Visual Studio Code(VS Code)をベースに開発されており、Googleの高性能AIモデル「Gemini」が組み込まれています。
単なるコード補完にとどまらず、AIがエンジニアのように自律してタスクを遂行する点が画期的です。
VS Code互換の「Editor View」とAI管理「Manager View」の違い
Antigravityの画面は、大きく2つのビュー(表示モード)で構成されています。
- Editor View(エディタービュー)
開発者がコードを直接記述・編集するための画面です。VS Codeとほぼ同じインターフェースを採用しているため、既存のVS Codeユーザーであれば違和感なく操作できます。 - Manager View(マネージャービュー)
AIエージェントに対して指示を出し、その作業状況を管理するための専用画面です。
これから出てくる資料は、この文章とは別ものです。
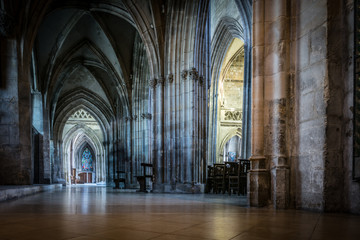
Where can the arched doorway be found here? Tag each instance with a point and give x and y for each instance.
(84, 155)
(232, 149)
(228, 102)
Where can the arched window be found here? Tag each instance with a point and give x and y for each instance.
(86, 160)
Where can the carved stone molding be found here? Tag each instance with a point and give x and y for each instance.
(161, 81)
(6, 24)
(152, 83)
(184, 74)
(170, 78)
(194, 75)
(146, 116)
(201, 80)
(233, 115)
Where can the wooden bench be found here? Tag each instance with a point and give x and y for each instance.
(142, 179)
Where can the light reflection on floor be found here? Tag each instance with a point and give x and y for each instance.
(93, 212)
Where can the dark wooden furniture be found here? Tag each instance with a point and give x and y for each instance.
(244, 169)
(232, 176)
(119, 179)
(85, 177)
(142, 179)
(219, 178)
(73, 176)
(209, 180)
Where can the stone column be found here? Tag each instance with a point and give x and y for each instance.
(258, 178)
(277, 58)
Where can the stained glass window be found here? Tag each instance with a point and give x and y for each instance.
(86, 161)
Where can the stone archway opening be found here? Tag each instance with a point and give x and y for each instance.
(232, 149)
(83, 150)
(230, 102)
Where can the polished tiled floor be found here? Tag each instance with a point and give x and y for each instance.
(89, 212)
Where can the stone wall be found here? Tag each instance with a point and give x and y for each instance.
(312, 77)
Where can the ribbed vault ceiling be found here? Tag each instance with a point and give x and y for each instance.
(85, 45)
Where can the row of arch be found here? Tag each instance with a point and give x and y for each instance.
(131, 107)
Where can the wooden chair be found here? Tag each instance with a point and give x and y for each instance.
(233, 177)
(142, 179)
(119, 180)
(209, 180)
(219, 178)
(244, 169)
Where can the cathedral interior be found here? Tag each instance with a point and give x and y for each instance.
(111, 97)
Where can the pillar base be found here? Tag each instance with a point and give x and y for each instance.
(258, 188)
(281, 188)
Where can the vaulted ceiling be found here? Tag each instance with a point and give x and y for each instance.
(88, 46)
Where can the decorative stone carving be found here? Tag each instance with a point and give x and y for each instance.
(146, 116)
(201, 80)
(184, 75)
(128, 118)
(194, 75)
(170, 78)
(233, 115)
(161, 81)
(6, 24)
(152, 83)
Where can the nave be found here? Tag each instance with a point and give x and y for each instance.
(94, 212)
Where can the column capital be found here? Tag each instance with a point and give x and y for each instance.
(170, 78)
(152, 83)
(194, 75)
(6, 24)
(184, 74)
(161, 81)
チャット形式で依頼を投げると、AIがどのような手順で作業を進めるかをここに表示します。
開発者はManager Viewを通じてAIと対話し、実際のコーディングを任せることができます。
Gemini 3モデルによる「自律的なコーディング」の特徴
Antigravityには、GoogleのGemini 3モデルが搭載されています。このAIは以下のプロセスを自律的に行います。
- 計画(Plan):ユーザーの指示を理解し、必要なファイル作成やコード変更の手順をリストアップする。
- 実行(Action):計画に基づき、実際にファイルの作成やコードの書き込みを行う。
- 修正(Fix):エラーが発生した場合、自ら原因を分析して修正案を提示する。
従来の「次に書くコードを提案する」機能とは異なり、「目的を達成するために必要な作業全体を代行する」点が大きな違いです。
Antigravityのダウンロードから初期設定までの手順
まずはAntigravityをPCに導入し、使える状態にするまでの手順を解説します。
公式サイトからのインストーラー入手とインストール
- 公式サイトへアクセス
Antigravityの公式サイトへアクセスし、トップページにある「Download」ボタンをクリックします。 - OSの選択
Windows、macOS、Linuxの中から、使用しているOSに合ったインストーラーを選択してダウンロードします。 - インストーラーの実行
ダウンロードしたファイルを開き、画面の指示に従ってインストールを進めます。基本的にはデフォルト設定のまま「Next」をクリックして進めて問題ありません。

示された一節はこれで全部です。